Купила его Валентина Потаповна, вообще‑то относящаяся к новым веяниям в одежде отрицательно. Дмитрий Филиппович неуверенно надел его перед зеркалом, всмотрелся и, удовлетворенный, оскалил белые на тёмном и худом лице искусственные зубы. С тех пор берет надолго стал неотъемлемой частью его туалета. В далёкую поездку через полстраны — в город Калинов — он отправился именно в нем.
Сестры были родом оттуда, и поэтому удивительно ли, что я наслышался об этом волшебном городке с самого детства. Страшный дед Егор фигурировал в рассказах сестёр — это был их сосед, вредный старик с козлиной бородкой, к которому они лазили за вишней.
— Мадам к нему ходила, помнишь? — спрашивала Валентина Потаповна Веронику Потаповну, и та живо подхватывала:
— Ну как же, в шляпке!
Озабоченным делалось лицо старшей сестры, маленькое и пухленькое, с шелушащейся то ли от старости, то ли от южного солнца кожей.
— В шляпке разве? — припоминала она.
— Конечно! Розовая шляпка с бордовой ленточкой. Неужели не помнишь? — радовалась Вероника Потаповна своей молодой памяти и тому, видимо, обстоятельству, что сестра такой памятью не обладала.
Только ли памятью? Кем был, например, её муж? Грузчиком. Всю жизнь таскал на горбу ящики и бочки (зато как силён был он! С восхищением ощупывал я его трехэтажные мускулы, а Дмитрий Филиппович, ощерившись и скосив глаза, взирал на меня сверху с лукавым добродушием), покойный же супруг Вероники Потаповны ходил до войны в больших начальниках. Дальше. У Валентины Потаповны не было детей, а Вероника Потаповна имела двух дочек. Одна из них вышла замуж за офицера и работала инженером на химзаводе в соседнем Крутинске, то есть «устроилась», как говорили у нас, а другая… Впрочем, о другой Вероника Потаповна предпочитала не говорить. После гибели мужа на фронте она жила далеко на востоке с новой семьёй и появлялась в южном городе Светополе раз в три–четыре года, не чаще… Это была моя мать…

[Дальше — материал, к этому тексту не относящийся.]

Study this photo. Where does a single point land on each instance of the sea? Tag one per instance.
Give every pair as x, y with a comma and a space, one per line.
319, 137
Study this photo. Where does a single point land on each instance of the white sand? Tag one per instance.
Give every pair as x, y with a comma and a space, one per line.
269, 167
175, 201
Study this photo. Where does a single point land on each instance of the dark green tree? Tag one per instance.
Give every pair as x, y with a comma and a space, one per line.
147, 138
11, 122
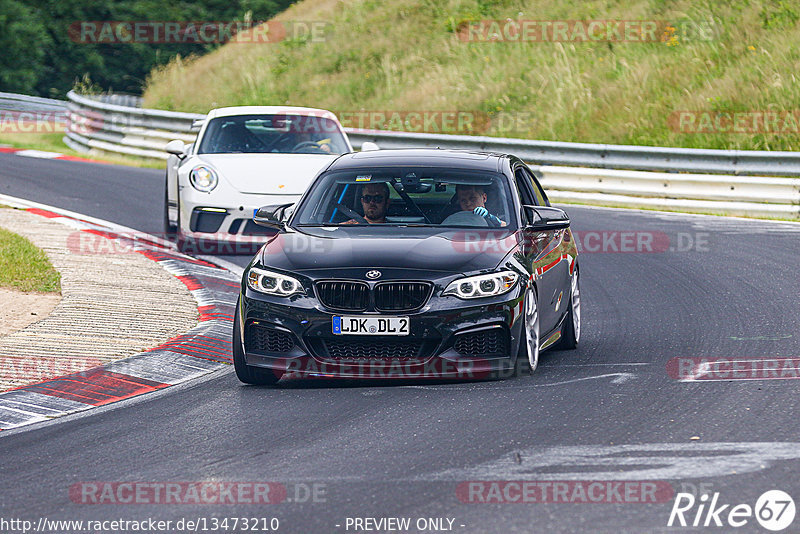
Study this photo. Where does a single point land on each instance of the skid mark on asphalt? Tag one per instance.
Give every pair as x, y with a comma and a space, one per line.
655, 461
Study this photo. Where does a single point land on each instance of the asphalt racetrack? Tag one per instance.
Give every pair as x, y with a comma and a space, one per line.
595, 431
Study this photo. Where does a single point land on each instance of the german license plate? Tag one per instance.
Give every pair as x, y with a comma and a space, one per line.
370, 326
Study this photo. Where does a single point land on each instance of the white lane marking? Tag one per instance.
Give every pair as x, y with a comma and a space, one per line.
659, 461
600, 364
30, 153
225, 264
619, 378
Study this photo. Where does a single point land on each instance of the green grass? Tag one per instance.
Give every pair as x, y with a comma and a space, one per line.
405, 55
52, 142
25, 267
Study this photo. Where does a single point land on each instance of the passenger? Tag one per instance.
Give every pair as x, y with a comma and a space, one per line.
473, 198
375, 202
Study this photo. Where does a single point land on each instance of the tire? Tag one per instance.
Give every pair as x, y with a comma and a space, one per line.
529, 340
571, 329
246, 373
170, 230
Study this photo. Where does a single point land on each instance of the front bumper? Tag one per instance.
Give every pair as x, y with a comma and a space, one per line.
448, 338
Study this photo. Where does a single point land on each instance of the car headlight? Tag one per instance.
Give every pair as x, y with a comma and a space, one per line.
203, 178
272, 283
485, 285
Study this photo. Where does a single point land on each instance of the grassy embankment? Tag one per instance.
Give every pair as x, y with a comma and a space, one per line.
24, 266
716, 56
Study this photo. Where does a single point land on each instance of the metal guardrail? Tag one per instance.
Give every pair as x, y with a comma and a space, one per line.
100, 123
730, 162
705, 193
14, 102
721, 181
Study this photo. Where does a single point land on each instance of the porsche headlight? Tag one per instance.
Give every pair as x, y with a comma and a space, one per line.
279, 285
485, 285
203, 178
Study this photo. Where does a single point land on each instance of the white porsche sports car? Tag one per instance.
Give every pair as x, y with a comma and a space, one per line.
244, 158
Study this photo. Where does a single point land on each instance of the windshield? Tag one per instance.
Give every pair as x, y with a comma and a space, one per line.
274, 134
408, 196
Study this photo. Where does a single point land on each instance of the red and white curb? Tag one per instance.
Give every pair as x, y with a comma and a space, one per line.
202, 350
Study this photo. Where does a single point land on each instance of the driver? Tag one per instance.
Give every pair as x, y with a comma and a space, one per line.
375, 202
473, 198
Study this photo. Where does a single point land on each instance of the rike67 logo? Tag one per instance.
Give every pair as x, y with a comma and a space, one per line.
774, 510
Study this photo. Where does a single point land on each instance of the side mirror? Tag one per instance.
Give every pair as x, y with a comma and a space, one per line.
369, 146
545, 218
176, 147
272, 216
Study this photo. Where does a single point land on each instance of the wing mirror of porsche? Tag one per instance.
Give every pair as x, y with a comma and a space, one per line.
546, 218
177, 147
368, 146
272, 216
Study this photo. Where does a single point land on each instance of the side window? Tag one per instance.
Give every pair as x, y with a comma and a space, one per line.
534, 188
523, 189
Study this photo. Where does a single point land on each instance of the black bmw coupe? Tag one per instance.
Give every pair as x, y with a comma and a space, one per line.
409, 264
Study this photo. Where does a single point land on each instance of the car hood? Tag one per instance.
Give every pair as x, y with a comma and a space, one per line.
339, 249
268, 174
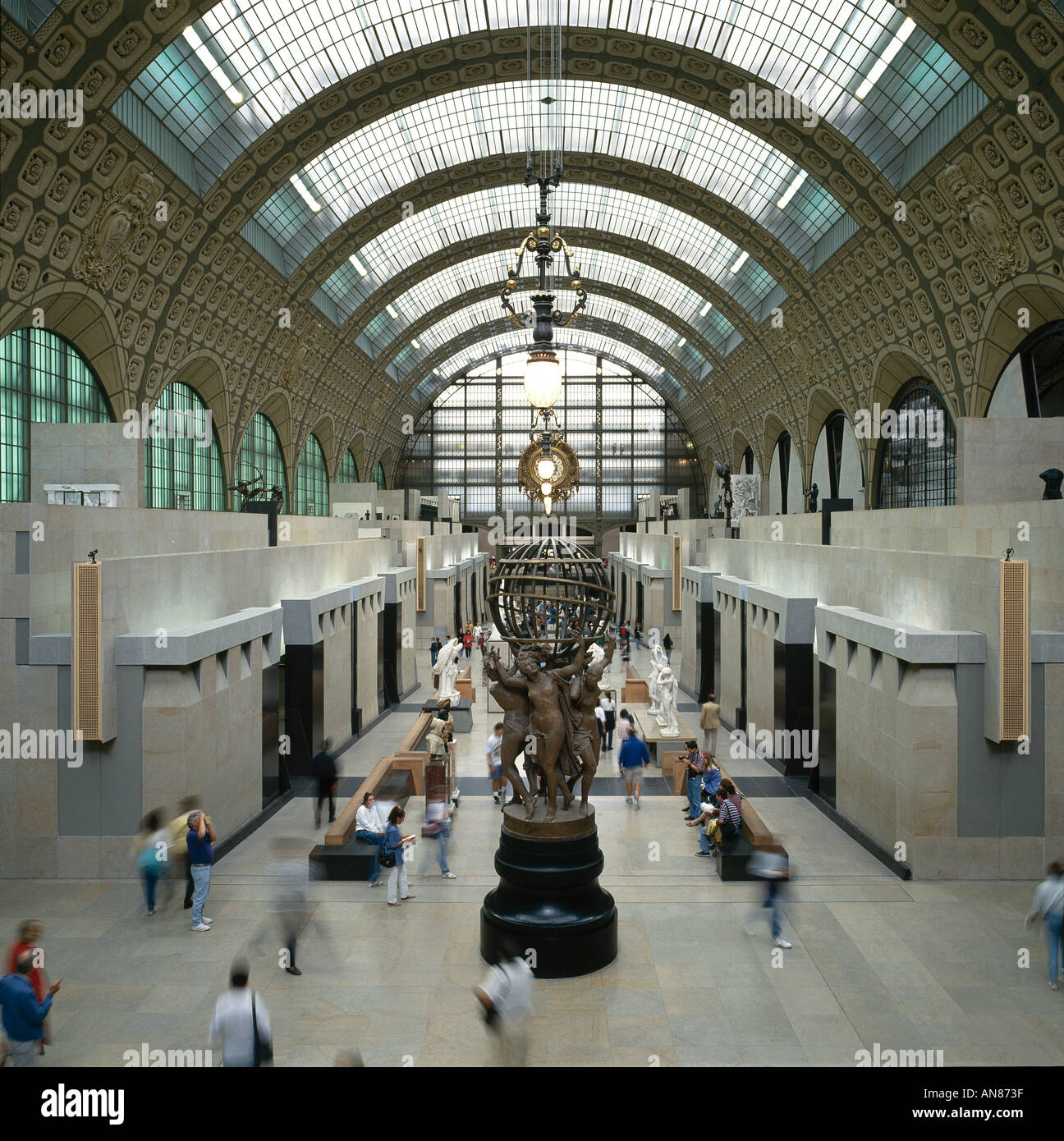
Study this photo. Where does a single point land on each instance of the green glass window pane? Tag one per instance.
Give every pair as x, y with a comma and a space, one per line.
44, 379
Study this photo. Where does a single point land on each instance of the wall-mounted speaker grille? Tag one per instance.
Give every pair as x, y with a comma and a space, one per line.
87, 652
677, 568
1014, 696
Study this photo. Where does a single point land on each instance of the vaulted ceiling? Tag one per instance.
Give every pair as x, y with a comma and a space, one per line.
357, 166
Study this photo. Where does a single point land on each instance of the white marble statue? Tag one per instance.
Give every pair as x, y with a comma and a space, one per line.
659, 662
447, 670
667, 690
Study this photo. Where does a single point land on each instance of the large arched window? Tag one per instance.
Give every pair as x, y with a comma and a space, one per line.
312, 480
915, 462
183, 464
1032, 383
260, 454
837, 468
347, 473
44, 379
628, 439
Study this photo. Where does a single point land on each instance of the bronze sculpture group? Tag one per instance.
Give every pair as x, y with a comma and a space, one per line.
548, 716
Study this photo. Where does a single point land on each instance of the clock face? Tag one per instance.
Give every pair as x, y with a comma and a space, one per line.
566, 477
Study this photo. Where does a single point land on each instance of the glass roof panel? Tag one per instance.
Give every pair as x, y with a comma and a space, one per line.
704, 149
603, 308
488, 273
576, 208
281, 53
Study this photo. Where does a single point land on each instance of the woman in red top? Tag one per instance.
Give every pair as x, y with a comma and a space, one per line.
30, 936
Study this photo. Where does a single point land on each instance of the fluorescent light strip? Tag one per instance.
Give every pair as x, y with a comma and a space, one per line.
200, 48
883, 61
789, 193
304, 193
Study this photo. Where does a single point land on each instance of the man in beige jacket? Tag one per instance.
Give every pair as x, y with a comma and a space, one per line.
710, 722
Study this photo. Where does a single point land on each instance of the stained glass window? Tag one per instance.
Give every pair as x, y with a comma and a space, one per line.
312, 480
44, 379
183, 465
260, 456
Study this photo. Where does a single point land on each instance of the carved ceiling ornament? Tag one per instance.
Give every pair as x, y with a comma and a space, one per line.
975, 204
122, 217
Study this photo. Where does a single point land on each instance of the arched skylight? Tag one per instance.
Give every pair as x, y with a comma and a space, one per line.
578, 208
699, 146
602, 308
249, 63
488, 273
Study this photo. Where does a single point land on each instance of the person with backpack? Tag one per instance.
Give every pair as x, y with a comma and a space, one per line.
241, 1023
1048, 906
695, 761
506, 997
392, 858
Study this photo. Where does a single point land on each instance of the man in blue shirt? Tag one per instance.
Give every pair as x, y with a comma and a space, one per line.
23, 1015
201, 855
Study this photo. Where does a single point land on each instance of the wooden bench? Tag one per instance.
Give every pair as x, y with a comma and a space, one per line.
734, 854
412, 743
636, 690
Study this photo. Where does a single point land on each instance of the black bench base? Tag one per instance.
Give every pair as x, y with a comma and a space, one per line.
733, 860
351, 862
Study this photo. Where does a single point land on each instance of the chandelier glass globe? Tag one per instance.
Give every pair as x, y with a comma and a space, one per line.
543, 378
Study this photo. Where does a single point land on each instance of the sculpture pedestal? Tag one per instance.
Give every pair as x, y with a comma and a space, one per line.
548, 900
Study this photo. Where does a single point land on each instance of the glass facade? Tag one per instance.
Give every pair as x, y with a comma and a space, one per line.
275, 55
180, 470
918, 465
347, 471
44, 379
628, 439
260, 454
312, 480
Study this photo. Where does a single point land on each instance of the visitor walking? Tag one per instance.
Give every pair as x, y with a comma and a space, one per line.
31, 933
695, 761
1048, 906
506, 997
393, 850
241, 1023
710, 722
771, 866
180, 848
634, 758
152, 850
438, 825
323, 767
494, 763
23, 1012
370, 830
610, 710
200, 840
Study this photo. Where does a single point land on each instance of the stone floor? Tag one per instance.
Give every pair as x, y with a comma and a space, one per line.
909, 965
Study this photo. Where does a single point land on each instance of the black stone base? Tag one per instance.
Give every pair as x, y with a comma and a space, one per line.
351, 862
549, 901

— А Сергея Бабкина?.. На конезаводе работал. Не помнишь? — мечтательно спрашивала Валентина Потаповна.
Вероника напряжённо смотрела на сестру ввалившимися глазами.
— Бабкина? Рябой такой?
— Да какой рябой! На маёвке знамя нёс. Ну что ты, Варвара!
Это означало, что Валентина Потаповна сердится. Потому и Варвара, забытое, выброшенное вон имя, которым некогда припечатали её сестру не слишком образованные родители и которого даже в паспорте не осталось. Кабы не ехидная Валентина, кто бы вообще знал о нем!
— А–а, Бабкина, — без особого, впрочем, энтузиазма произносила моя бабушка и гут же, не желая ни в чем уступить сестре, вытаскивала на свет божий теперь уже своё воспоминание. — А Лера? Лера‑то лысая?
Мечтательное выражение медленно сползало с лица Валентины Потаповны.
— Какая лысая Лера? — спрашивала она изменившимся голосом.
— Ну, Лера, Лера! — возбуждая себя, радовалась Вероника Потаповна. — Лысая Лера. Орехи на углу грызла.